Posted: January 21, 2011 - 6:42pm
Brainerd Dispatch/ Brian S. Peterson
Levi (left) and Casey Christianson of Breezy Point have developed a product they hope will help revolutionize tip-up ice fishing. They were planning to tout IFishPro at their booth at Saturday’s Brainerd Jaycees $150,000 Ice Fishing Extravaganza.

Participants come from around the country - and the world - for this, the Brainerd Jaycees $150,000 Ice Fishing Extravaganza.

Levi and Casey Christianson come from Breezy Point. But their creation is well-traveled - from their creative minds to China and, ultimately, back to the Brainerd lakes area via boat and truck, with road trips to places like Cromwell and Ashland, Wis., on the side.

Their journey to get here - in a vendor's booth Saturday on Gull Lake's Hole-in-the-Day Bay during the Extravaganza - has been equally as lengthy. And while the Christiansons' IFishPro tip-up ice-fishing setup has been about two years in the making, it seems more like a lifetime.

In a way, it has been.

The brothers - Levi, 21, and Casey, 20, both Pequot Lakes High School graduates and students at Central Lakes College in Brainerd - are lifelong fishermen, growing up on Upper Cullen Lake. Among their annual fishing trips growing up was an ice-fishing excursion to Lake of the Woods. It was there, years ago, that they first thought about making a better tip-up.

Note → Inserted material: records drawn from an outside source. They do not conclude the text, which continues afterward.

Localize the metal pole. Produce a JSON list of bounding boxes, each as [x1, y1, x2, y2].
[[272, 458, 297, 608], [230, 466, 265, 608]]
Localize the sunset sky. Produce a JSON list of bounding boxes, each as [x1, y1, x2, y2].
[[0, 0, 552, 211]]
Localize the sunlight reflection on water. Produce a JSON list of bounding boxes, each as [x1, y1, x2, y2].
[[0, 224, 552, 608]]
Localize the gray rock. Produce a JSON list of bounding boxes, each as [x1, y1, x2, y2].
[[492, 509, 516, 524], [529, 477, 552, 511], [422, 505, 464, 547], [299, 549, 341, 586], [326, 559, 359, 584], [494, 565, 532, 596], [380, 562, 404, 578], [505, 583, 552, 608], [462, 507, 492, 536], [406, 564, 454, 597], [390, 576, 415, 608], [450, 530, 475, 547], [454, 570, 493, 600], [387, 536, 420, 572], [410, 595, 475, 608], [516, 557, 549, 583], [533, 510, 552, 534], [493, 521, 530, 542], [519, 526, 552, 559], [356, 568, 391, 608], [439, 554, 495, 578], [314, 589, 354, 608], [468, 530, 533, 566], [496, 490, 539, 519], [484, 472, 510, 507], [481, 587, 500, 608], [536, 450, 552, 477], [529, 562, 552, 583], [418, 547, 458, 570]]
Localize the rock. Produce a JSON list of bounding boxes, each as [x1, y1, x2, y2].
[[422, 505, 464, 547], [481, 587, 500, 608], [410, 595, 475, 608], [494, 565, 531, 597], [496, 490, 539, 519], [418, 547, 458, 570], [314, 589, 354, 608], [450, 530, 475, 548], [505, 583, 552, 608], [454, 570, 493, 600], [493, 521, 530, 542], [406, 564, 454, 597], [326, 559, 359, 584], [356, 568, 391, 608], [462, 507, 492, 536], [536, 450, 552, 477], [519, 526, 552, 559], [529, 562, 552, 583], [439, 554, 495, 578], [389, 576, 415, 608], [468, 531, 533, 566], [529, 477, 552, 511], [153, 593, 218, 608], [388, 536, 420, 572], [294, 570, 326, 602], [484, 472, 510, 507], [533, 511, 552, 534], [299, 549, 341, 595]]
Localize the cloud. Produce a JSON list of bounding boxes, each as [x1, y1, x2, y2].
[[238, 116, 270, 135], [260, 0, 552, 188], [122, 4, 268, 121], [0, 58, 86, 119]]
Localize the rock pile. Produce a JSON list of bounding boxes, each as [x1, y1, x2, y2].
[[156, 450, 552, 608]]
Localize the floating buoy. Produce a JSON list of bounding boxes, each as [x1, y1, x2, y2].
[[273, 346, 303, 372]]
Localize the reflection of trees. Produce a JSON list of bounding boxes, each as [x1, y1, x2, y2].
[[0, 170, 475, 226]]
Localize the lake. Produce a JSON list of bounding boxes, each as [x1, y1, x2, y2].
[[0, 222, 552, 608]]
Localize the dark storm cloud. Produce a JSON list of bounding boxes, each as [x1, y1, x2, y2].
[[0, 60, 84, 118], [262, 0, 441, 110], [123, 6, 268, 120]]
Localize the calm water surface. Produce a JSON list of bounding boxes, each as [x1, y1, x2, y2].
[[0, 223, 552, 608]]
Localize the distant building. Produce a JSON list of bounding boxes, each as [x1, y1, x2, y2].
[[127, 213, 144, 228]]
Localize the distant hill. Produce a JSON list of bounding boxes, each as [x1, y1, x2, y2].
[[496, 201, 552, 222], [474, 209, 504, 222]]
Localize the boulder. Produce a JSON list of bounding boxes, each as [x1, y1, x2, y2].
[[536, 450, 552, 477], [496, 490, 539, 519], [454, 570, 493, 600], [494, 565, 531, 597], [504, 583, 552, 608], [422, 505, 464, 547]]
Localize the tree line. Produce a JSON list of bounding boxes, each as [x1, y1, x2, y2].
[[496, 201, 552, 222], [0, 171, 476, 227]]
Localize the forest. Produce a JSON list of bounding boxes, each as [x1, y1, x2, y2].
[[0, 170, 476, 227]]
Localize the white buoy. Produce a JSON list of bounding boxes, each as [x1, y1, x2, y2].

Ice anglers know all about tip-ups - those ice-fishing rigs that are similar in appearance to a lid on a 5-gallon bucket. They fit nicely over an ice-fishing hole, with a flag that pops up when there's a fish on. Well, that's the idea.

Still, the concept is a popular one, with more and more tip-ups popping up at the Extravaganza each year. With tip-ups, anglers don't need to be as hands-on as they would with a traditional ice-fishing setup, allowing them to, well, concentrate on other things. A popular scenario is for anglers to fish in the comfort of their fishing shanty, with a tip-up a short distance away, usually within sight from a shanty window. Only when the flag pops up does the angler need to pay a tip-up much attention.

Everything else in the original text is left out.